Verifying and Monitoring Placement

After insertion, the external mark you placed on the tube tells you how much tube is outside the body. Check this mark regularly, because babies move, and tubes can migrate. If the mark shifts outward, the tube has likely pulled back and may no longer be in the stomach.

Aspirating a small amount of stomach contents and testing the pH is a common bedside check. Gastric fluid typically has a pH below 5.5. The old method of injecting air and listening with a stethoscope over the stomach is unreliable in infants, as sounds from a tube in the esophagus or lungs can mimic gastric placement. X-ray confirmation is recommended for initial placement and any time there’s doubt about position.
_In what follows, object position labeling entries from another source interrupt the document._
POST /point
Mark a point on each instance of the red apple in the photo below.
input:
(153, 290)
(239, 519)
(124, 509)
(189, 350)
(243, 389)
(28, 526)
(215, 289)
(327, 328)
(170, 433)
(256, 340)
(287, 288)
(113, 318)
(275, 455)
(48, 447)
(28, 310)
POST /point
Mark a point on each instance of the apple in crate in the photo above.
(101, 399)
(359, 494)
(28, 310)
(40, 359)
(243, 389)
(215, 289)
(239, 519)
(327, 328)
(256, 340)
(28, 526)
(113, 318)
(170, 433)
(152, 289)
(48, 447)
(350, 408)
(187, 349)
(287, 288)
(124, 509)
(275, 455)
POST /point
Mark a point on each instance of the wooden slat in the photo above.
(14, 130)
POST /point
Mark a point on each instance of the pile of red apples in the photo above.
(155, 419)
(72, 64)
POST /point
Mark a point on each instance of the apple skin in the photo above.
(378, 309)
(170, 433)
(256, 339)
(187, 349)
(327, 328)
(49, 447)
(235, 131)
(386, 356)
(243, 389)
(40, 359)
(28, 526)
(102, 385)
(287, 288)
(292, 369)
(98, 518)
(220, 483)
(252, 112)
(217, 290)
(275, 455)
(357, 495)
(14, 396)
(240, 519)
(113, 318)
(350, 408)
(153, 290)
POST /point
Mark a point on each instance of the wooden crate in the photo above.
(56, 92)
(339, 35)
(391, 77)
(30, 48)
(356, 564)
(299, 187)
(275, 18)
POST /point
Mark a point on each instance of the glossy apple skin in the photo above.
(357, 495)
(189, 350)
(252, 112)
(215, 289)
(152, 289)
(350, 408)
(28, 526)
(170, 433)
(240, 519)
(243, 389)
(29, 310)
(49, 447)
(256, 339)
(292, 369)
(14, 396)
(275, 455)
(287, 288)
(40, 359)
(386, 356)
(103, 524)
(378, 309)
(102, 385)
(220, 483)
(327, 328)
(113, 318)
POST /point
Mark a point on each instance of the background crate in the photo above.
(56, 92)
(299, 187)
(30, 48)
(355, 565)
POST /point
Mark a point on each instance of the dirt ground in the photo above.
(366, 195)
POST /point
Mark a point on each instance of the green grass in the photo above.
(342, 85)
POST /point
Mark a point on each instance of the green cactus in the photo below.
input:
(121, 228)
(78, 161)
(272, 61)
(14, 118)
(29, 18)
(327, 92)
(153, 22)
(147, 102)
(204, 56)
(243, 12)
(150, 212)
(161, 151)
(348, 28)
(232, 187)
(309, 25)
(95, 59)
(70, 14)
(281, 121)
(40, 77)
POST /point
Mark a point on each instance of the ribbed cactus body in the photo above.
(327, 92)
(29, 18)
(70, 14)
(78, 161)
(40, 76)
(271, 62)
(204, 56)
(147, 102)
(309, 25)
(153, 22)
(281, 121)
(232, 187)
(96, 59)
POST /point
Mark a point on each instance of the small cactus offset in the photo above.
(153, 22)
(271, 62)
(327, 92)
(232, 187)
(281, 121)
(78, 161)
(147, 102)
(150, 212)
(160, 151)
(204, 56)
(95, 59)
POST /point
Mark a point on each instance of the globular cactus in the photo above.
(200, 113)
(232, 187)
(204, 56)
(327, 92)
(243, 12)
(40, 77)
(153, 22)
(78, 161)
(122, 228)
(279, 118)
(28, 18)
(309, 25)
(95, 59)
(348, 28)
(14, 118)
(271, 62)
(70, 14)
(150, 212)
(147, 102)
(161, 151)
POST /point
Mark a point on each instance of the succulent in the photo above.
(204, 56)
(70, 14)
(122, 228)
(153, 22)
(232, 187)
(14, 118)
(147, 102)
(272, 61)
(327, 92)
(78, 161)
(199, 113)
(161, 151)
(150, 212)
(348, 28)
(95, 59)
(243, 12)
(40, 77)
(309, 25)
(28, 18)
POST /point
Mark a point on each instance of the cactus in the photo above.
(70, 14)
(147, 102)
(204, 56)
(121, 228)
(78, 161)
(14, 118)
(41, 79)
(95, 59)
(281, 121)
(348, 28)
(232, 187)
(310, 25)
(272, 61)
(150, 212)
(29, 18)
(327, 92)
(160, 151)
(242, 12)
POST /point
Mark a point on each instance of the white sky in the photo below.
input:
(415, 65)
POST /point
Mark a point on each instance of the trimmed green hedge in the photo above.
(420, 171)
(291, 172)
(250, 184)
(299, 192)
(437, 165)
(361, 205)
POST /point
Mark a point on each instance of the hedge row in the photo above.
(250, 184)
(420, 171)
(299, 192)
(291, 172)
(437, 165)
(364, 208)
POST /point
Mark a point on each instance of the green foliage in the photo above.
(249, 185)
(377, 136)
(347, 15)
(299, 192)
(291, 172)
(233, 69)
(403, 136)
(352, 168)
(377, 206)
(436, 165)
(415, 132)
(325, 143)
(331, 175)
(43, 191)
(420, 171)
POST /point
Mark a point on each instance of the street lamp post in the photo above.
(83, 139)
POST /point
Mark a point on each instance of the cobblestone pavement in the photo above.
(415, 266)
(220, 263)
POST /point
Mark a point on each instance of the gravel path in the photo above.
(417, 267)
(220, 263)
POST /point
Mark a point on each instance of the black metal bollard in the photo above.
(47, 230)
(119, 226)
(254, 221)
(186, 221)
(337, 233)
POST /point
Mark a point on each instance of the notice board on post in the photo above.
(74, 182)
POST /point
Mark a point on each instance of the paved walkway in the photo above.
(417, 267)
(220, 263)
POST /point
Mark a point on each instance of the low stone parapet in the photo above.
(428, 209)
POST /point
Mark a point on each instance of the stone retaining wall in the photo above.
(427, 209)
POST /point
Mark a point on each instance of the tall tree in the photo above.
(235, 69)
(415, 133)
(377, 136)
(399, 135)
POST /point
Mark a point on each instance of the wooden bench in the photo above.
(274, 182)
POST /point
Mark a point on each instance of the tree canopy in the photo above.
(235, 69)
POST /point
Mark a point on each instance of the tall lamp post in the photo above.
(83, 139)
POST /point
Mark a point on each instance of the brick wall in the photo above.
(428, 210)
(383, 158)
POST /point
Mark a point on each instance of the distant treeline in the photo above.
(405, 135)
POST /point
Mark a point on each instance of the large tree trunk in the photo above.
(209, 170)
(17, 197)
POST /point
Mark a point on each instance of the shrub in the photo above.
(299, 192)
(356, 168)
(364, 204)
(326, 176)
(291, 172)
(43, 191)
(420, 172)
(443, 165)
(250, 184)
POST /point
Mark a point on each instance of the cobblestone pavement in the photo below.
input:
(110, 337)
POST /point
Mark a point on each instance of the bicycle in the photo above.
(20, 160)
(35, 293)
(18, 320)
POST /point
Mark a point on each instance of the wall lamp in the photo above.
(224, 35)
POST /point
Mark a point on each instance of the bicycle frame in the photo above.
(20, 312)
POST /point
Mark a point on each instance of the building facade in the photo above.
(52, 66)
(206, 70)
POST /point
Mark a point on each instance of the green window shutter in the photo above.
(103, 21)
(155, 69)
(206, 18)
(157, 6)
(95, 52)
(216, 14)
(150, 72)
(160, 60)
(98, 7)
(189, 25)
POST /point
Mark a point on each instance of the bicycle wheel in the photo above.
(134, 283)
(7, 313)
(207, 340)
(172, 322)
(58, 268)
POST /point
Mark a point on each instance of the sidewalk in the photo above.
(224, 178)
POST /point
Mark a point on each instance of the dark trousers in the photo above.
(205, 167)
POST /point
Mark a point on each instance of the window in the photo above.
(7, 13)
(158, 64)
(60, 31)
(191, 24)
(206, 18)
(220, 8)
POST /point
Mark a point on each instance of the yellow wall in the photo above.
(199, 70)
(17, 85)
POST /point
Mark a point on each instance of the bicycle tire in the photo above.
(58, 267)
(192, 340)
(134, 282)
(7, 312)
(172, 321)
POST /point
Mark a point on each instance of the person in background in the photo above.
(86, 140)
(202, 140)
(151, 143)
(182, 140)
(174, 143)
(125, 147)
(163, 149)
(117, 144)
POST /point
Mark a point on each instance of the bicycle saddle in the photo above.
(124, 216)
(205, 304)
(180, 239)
Supplies You’ll Need for Measurement

Before starting, gather the correctly sized tube, hypoallergenic tape or an approved securement device, a permanent marker or small tape strip for marking insertion length, water-soluble lubricant, clean gloves, a stethoscope, and a pulse oximeter to monitor the baby’s oxygen levels during the procedure. Lubricate the tip of the tube about 2 to 3 inches with water-based lubricant before insertion. Do not use oil-based lubricants, as they can damage lung tissue if aspirated.